Do alto do prédio
sede da empresa químico-farmacêutica¹ o homem olha.
Os tons mudam da raiz
ao topo, lá em cima o predominante cinza².
Ele se serve da
bebida na mesa e olha pela grande janela aberta do arranha-céu. Divaga com o
copo na mão, olha transtornado para baixo.
- Eu queria ser como
eles.
- Daqui de cima
parecem minúsculas formigas operárias que trabalham para senhores como eu. Suas
vidas possuem regras simples: colocar o pão na mesa, reunir pessoas queridas,
diversões dentro dos limites monetários, amar.

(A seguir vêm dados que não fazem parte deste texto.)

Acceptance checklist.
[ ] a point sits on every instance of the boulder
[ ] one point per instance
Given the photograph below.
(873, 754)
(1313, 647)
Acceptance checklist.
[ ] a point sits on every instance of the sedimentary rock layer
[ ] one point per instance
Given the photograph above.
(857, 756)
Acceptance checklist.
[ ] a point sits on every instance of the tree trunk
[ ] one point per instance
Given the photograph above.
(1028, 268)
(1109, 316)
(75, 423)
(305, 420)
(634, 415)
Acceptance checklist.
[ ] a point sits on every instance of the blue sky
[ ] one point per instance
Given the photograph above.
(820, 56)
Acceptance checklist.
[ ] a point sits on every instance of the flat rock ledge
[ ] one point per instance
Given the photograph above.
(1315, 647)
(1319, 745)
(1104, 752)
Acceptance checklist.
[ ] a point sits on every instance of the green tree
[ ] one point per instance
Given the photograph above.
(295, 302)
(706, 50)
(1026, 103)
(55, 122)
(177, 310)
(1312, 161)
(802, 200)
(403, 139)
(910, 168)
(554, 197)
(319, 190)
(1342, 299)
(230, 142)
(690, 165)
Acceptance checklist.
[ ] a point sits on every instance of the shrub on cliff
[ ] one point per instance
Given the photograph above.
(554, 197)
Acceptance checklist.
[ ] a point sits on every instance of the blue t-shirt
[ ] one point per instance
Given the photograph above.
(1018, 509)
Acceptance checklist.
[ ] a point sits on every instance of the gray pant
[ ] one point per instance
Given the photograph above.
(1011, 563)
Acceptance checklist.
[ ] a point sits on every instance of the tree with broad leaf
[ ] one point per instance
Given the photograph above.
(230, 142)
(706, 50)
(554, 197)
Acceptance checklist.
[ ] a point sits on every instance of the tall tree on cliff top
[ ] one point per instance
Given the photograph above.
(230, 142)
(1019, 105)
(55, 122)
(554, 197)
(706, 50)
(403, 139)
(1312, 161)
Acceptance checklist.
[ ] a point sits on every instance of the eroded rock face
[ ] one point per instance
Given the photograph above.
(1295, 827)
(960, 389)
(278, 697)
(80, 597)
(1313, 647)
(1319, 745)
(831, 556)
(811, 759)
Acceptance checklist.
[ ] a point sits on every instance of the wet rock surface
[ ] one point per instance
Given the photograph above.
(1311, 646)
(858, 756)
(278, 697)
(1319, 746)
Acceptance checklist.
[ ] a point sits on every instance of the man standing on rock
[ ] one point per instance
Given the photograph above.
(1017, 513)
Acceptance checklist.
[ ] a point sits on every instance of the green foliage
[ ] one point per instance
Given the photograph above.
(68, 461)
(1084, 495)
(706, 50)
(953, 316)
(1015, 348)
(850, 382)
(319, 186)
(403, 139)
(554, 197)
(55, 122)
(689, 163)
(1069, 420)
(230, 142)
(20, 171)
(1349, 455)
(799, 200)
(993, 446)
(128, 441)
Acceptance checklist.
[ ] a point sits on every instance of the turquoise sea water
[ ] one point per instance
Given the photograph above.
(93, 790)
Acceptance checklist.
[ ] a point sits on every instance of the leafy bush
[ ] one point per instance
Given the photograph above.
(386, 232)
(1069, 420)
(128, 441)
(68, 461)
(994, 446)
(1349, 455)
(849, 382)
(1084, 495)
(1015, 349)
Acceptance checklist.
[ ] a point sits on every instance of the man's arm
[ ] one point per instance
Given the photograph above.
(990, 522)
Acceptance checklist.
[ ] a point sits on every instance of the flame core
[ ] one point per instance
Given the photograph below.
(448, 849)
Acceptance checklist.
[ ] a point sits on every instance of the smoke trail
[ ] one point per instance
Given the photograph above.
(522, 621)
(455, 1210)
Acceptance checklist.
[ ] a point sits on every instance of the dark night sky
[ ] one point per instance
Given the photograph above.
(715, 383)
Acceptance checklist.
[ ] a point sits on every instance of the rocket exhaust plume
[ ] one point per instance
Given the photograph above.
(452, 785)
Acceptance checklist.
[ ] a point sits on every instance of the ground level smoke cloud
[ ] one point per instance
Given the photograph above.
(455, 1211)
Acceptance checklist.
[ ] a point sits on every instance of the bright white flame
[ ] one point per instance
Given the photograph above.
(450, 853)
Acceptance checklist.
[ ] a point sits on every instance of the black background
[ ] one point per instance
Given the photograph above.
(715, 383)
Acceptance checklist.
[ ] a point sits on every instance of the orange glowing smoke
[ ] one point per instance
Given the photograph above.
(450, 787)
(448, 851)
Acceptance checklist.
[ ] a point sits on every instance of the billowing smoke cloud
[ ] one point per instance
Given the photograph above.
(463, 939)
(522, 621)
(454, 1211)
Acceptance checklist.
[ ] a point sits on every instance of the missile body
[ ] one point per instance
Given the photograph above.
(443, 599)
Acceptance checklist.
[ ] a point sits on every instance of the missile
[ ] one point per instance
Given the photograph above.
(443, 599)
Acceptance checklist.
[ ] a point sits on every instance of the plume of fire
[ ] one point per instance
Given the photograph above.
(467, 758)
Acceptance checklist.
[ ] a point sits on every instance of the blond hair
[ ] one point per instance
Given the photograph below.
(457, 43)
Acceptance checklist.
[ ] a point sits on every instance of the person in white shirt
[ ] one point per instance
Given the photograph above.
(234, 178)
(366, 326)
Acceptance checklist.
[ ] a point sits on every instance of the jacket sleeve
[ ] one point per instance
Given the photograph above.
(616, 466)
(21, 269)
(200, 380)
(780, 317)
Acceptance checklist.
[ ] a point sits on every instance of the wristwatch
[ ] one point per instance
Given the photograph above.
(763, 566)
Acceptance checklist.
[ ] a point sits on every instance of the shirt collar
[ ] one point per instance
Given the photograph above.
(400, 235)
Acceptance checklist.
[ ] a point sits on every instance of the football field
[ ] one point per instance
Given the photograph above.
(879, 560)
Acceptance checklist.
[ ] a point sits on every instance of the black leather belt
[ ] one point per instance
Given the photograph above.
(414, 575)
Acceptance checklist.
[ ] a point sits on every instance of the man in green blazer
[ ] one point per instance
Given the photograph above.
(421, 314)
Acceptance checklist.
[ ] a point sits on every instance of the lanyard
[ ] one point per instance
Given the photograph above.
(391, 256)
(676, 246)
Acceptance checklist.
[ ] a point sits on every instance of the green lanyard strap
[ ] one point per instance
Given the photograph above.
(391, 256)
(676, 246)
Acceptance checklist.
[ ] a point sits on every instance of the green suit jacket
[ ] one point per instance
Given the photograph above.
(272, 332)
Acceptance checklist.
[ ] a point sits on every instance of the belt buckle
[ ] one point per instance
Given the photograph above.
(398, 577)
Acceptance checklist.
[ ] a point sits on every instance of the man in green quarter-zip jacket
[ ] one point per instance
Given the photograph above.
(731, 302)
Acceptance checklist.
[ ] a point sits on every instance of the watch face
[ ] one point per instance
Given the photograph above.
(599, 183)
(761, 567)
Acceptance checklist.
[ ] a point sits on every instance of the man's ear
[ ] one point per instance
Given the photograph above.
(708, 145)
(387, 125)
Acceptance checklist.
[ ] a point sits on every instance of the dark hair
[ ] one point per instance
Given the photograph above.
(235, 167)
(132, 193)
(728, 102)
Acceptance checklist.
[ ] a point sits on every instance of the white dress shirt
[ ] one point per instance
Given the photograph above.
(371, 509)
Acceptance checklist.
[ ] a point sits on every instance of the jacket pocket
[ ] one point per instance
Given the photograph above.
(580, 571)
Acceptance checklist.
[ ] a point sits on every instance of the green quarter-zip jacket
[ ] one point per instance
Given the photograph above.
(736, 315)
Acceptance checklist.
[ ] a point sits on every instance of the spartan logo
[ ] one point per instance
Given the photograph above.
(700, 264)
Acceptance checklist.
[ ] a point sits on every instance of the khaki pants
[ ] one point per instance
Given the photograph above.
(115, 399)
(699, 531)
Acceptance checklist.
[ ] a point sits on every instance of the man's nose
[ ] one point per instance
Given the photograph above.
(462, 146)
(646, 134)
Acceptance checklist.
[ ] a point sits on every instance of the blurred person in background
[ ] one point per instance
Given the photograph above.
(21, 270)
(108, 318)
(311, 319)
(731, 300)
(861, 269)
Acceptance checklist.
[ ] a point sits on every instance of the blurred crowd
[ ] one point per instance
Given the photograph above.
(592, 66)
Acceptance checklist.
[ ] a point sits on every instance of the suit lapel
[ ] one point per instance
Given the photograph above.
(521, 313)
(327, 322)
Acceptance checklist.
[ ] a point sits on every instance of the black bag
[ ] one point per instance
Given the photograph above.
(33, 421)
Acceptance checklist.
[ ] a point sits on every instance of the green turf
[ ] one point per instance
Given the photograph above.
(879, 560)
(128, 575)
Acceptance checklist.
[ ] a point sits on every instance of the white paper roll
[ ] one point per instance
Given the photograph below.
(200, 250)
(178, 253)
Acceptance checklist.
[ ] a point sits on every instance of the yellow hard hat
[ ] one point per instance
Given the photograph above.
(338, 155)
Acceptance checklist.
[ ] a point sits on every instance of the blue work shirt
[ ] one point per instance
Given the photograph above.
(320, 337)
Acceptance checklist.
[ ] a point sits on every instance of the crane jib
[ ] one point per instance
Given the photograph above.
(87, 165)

Alheios a minha presença. Eles me olham nos jornais como notícia
momentânea. Sou um assunto fraco nas conversas. Facilmente esquecido.
Vai até a mesa e
serve mais bebida. Volta a olhar o abismo.
- Eu sou o desvio de
caminho de suas vidas básicas. Com única decisão posso esmagar milhares de
futuros, milhares de sonhos dos que estão lá embaixo. Crio crises em suas cadeias
simples. Posso alimentar os males de toda uma geração. Poder com uma decisão.
Ele sorri. O rosto
rapidamente se contrai amargo.
- Sobra somente a
satisfação destrutiva para quem está no topo. Criamos corporações e empresas
gigantescas, movemos a vida das formigas. Com o dinheiro-alimento, movem suas
vidas transformando. Multiplicando-se. Enchendo as ruas e alavancando-me a
prédios maiores. Fico cada vez mais alto, cada vez mais distante. Para me
lembrar sempre que não sou como eles.
Deposita o copo na
mesa, vai novamente até a janela. Amargurado.
- Contentam-se com
pouco; abrem seus melhores sorrisos com beijos...
Em tom mais alto:
- Eu conheci o mundo
inteiro! Eles se importam com a viagem que fizeram ao parente de outra cidade,
tenho dinheiro para forrar minha casa! Eles só querem que sobre o suficiente
para pagar as contas.
Coloca as mãos nos
bolsos, olha triste o vazio.
- Riem; aproveitam a
curta vida. Interagem expondo minha fragilidade. Eu sou um homem poderoso.
Retira um cigarro do
bolso e o coloca na boca. Faz menção de acendê-lo com o isqueiro. Joga o
cigarro pela janela. Apoia a mão na beirada.
- O abismo é aqui;
não lá embaixo. As esperanças acabam quando se está tão alto. O solo é a
segurança, ele te faz lembrar que você pertence a algo.
Ele chora leve.
- Vidas notáveis.
Pessoas que eu adoraria conhecer, sujeitos que se unem por causas. Quando
nascemos a vida nos invade com cheiros, com sons, com visões para nos ajudar a
compreender seu propósito. Isso não se pode perder durante o tempo, quanto mais
distanciamos menos vivemos. O abismo de cada um deles é onde estou. É onde a
humanidade acaba.
Joga o maço de
cigarros lá embaixo.
- Meus amigos de
fachada são como eu. As pessoas somente se aproximam de alguém nesta posição
quando querem algo.
O vento açoita os
cabelos.
- Ela me abriu os
olhos quando foi embora. Foi viver como eles e ainda sinto o calor de seu beijo
de despedida. Disse que eu estava cada vez mais frio. Já se passaram dez anos e
o calor do beijo permanece em meus lábios.
Toca os lábios
relembrando.
- Já é tarde demais
para mim, a distância é grande demais. Há quanto tempo não sinto o amor
verdadeiro de alguém? Há quanto tempo não se importam verdadeiramente comigo?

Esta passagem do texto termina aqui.